The 2010 Frogs have 11 players in NFL camps this fall; the names of these ex-players are on many pundits' tongues as they try and parse the forecast for the 2011 Frogs. But two ex-player that are not being talked about this off-season may have as great an impact on the '11 team as any of the '10 grads—Jurrell Thompson and Sir DeMarco Bledsoe.
Thompson was on the team last season, as a second-team safety, and projected starter this year. Bledsoe was dismissed from the team prior to the 2009 season, and resurfaced at Youngstown State shortly thereafter. Bledsoe probably would have been on the field a lot in 2009, if not a starter, and would certainly have been a starter in 2010 and '11.
Count them—two highly talented safeties that would have been highly experienced starters for the Frogs this season, but are not. Instead TCU has two experienced safeties new to starting roles this fall, and a host of very inexperienced players to fill the two-deep at safety.
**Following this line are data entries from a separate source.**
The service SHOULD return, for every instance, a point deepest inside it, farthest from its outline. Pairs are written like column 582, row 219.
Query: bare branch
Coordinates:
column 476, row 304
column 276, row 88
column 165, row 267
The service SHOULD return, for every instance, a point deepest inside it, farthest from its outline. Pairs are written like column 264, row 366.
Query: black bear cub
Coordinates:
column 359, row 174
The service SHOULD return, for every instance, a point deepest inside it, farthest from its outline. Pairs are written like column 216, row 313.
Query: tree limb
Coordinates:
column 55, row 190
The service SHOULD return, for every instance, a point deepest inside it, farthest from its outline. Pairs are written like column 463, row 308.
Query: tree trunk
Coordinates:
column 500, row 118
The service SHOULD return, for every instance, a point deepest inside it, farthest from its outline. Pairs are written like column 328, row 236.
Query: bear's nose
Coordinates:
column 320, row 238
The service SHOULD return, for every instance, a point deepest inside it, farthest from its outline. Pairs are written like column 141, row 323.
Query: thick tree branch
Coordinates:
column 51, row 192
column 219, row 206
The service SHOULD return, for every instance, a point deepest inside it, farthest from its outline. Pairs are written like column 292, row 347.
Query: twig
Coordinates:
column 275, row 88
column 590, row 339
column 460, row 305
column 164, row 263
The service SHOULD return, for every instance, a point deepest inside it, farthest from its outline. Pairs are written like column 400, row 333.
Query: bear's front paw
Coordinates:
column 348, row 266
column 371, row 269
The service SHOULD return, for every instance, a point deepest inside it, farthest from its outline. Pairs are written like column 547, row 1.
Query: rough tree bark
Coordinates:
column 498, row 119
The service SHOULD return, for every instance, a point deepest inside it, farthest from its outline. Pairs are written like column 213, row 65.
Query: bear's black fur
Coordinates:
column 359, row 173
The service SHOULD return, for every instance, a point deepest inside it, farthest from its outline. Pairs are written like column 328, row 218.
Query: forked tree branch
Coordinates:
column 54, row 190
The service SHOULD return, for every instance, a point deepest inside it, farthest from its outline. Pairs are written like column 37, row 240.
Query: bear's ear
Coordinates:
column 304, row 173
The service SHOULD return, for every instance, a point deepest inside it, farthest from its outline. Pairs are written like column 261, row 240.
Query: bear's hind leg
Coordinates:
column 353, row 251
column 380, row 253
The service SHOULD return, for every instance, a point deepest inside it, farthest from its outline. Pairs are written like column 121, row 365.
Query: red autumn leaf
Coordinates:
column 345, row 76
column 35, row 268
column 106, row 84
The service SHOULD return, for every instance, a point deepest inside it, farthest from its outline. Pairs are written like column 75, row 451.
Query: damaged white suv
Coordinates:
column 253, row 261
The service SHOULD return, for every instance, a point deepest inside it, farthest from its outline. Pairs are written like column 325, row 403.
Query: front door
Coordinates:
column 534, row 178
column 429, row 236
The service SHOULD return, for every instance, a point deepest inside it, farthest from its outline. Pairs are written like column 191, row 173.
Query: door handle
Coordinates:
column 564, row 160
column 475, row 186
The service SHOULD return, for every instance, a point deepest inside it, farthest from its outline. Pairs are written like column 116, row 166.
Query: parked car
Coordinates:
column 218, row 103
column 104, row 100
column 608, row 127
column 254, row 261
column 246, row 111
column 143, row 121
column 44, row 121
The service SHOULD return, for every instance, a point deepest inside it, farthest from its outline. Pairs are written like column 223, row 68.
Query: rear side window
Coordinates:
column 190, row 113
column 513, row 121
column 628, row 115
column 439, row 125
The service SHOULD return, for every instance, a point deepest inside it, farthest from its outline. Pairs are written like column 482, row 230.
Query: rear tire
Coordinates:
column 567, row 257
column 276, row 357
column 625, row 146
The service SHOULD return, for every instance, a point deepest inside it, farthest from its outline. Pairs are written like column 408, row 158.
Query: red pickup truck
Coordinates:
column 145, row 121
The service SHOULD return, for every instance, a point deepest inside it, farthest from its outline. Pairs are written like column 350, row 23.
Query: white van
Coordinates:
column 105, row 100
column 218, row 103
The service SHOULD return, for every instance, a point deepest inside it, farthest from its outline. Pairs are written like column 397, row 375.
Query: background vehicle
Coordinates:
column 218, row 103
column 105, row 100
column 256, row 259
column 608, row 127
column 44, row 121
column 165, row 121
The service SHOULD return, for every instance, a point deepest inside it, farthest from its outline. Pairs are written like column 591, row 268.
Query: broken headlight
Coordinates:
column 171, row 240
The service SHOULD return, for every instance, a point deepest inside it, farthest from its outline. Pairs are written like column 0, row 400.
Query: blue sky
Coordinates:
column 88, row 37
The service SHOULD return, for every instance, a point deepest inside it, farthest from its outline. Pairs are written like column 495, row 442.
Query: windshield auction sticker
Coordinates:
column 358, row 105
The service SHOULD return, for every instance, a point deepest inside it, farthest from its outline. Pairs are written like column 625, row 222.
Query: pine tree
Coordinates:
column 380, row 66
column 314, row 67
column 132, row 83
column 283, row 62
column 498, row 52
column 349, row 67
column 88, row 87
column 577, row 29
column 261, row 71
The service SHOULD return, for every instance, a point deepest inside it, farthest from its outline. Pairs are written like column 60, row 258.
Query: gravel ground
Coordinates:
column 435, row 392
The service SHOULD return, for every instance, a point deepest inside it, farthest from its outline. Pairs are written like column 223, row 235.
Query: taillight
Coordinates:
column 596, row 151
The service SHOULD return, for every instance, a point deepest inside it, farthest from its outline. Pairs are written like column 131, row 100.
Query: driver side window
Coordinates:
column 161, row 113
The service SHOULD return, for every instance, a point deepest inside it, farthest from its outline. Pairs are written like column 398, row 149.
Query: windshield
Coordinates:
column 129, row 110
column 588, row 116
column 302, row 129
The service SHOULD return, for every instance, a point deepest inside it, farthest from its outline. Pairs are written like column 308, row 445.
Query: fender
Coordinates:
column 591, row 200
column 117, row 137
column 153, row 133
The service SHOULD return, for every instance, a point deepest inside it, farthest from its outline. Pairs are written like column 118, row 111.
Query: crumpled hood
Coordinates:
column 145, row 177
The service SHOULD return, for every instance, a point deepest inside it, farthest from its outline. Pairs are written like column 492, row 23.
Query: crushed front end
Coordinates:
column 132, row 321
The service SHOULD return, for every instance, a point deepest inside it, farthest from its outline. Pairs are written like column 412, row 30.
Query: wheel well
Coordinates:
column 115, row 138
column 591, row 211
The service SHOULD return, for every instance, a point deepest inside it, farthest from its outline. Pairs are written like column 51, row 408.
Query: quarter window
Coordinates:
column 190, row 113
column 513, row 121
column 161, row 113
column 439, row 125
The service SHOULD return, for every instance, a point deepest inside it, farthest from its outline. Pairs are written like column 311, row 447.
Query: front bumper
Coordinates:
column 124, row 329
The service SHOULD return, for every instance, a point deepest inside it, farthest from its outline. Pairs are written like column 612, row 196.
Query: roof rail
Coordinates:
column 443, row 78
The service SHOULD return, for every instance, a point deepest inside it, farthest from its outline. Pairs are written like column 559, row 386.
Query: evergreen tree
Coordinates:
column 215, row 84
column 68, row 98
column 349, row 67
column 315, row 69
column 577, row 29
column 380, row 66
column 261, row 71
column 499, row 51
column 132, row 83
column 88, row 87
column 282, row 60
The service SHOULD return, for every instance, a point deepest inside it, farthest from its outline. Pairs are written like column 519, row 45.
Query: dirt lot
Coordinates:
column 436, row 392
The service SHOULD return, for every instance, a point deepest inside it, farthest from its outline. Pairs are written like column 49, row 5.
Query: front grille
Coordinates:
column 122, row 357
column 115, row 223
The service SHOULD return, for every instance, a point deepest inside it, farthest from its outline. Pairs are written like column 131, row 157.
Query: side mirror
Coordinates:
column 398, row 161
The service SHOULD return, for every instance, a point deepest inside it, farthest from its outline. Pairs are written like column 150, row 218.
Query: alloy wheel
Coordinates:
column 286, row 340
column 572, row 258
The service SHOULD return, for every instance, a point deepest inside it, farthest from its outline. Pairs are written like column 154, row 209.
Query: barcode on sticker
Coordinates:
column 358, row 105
This dearth for proven starters is the effect of Thompson's and Bledsoe's departures, and threatens to cap TCU's streak of nation-leading defenses at three.
Fret not, Frog fans-- all is not bleak in the secondary. But much is unproven, and that must be putting gray hairs on Gary Patterson's pate.
He has plenty of good material to work with in the new-look defensive backfield: enough that the team moved Antonio Graves, who stood out at safety during spring drills, to receiver. (More on that development later.)
But if the Frogs suffer a substantial dropoff in pass defense this season, inexperience likely will be a major reason, and the reason for that reason will be mostly found in the premature departures of Bledsoe and Thompson from the team in the last few years.